Combining that with our personal research, we identified pain points, gaps, and opportunities that help inform our designs to serve all types of museum-goers.
In total, we had...
350 + hours on research and co-creation activities
32 different museum visits
264 big ideas generated
13 final storyboards
3. Envision a New Experience
Co-Creation and Idea Generation
Well-informed by our research activities, we dived into generating big ideas to envision innovative ways of experiencing an Astro-1 museum experience.
We performed 3 workshops with more than 30 people for this project. We explored new technology such as AR/VR, uncovered new ways to visualize data, and much more.
This led to over 250 big ideas and informed our creative envisioning process.
13 Hand-Picked Storyboards
We did a lot of user research and what we present here is the feedback from our research and design participants;  it's not ideas based on mere assumptions.
All the storyboards you’ll see will make the invisible interesting, immersive, meaningful, felt, and delightful.
Amongst our 13 hand-picked storyboards, I illustrated 2 sets of storyboards, A Tapestry of Discoveries and Astro-1 Docking Station.
2 of my Big ideas, Inside Out and Planetary Petting Zoo were upvoted repeatedly in multiple rounds of critiques. After some adaptation and combination with other concepts, they emerged as part of the top 13 ideas selected for storyboard illustration from a pool of hundreds.

Video recording of our final presentation. Video setup by Saami Wally and Professor Cassini Nazir.

4. Exclusives & Lessons Learned
Future Vision
Review: Obtain feedback on our current storyboards. Refine the storyboards.
Commit: Work with stakeholders on identifying and finalizing future actions.
Develop: Establish research and development teams who might iterate on the exhibit.
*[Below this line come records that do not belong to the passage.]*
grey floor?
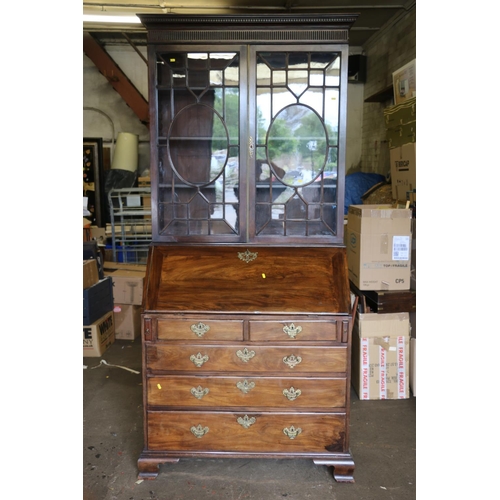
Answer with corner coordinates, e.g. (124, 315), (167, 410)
(83, 339), (416, 500)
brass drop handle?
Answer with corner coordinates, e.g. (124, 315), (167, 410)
(283, 387), (302, 401)
(191, 385), (210, 399)
(283, 425), (302, 439)
(236, 347), (255, 363)
(191, 321), (210, 337)
(283, 323), (302, 339)
(236, 415), (257, 429)
(191, 424), (210, 438)
(283, 354), (302, 368)
(189, 352), (210, 368)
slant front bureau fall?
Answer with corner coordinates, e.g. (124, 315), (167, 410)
(139, 245), (354, 481)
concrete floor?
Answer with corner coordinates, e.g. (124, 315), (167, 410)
(83, 339), (416, 500)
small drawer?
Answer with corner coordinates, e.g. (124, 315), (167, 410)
(146, 411), (348, 454)
(249, 319), (340, 342)
(157, 318), (243, 340)
(146, 344), (347, 376)
(147, 375), (347, 411)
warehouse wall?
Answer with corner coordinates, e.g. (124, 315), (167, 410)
(83, 45), (149, 175)
(359, 7), (416, 175)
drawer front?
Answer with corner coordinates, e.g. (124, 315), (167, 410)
(147, 376), (347, 411)
(249, 320), (340, 342)
(146, 344), (347, 375)
(147, 411), (348, 453)
(157, 318), (243, 341)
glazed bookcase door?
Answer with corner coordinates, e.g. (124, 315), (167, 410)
(153, 46), (247, 242)
(150, 44), (347, 244)
(250, 46), (345, 243)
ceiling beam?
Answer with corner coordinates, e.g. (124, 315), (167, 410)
(83, 32), (149, 126)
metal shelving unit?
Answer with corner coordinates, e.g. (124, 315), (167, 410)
(106, 187), (152, 264)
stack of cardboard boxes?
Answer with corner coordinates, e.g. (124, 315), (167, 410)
(83, 241), (146, 357)
(104, 262), (146, 340)
(384, 59), (417, 202)
(346, 205), (412, 400)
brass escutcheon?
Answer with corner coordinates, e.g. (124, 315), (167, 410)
(189, 352), (210, 368)
(283, 425), (302, 439)
(236, 347), (255, 363)
(191, 424), (209, 438)
(191, 385), (210, 399)
(236, 380), (255, 394)
(236, 415), (257, 429)
(238, 248), (258, 264)
(283, 354), (302, 368)
(283, 387), (302, 401)
(191, 321), (210, 337)
(248, 136), (254, 158)
(283, 323), (302, 339)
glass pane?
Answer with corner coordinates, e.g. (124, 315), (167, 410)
(267, 105), (327, 186)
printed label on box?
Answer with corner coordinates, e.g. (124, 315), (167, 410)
(392, 236), (410, 260)
(397, 336), (406, 399)
(360, 338), (370, 399)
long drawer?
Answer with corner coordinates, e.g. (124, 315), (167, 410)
(249, 319), (340, 342)
(145, 344), (347, 374)
(157, 318), (243, 340)
(146, 411), (347, 453)
(147, 376), (347, 411)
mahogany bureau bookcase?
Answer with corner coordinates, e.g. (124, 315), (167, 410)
(138, 14), (356, 482)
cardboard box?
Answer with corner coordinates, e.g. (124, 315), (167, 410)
(83, 241), (104, 280)
(384, 97), (417, 130)
(83, 276), (113, 325)
(351, 313), (410, 400)
(389, 142), (417, 201)
(83, 259), (99, 290)
(113, 304), (141, 340)
(386, 122), (417, 149)
(83, 311), (115, 358)
(392, 59), (417, 104)
(347, 205), (412, 290)
(104, 269), (146, 306)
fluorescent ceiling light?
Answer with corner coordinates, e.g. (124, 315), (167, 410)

What I Learned From This Project
Adaptability and Proactive Communication Amid Change: In this project, adaptability was key. Plans shifted quickly, teaching me the importance of proactive communication and collaboration amid unforeseen changes.
Connecting Research to Project Implications: During our research phase, Professor Cassini posed a crucial question: "What are the implications of your research?" It dawned on us that despite our thorough readings and interviews about Astro-1, we had yet to consider how they connected to our project and needed to articulate these implications in our presentation.
Fostering Professionalism Through Initiative: Professors Brian and Cassini encouraged us to carry ourselves as professionals rather than students by taking initiative. I took the initiative in various project tasks, from time-lapse videos to persona development and interviews.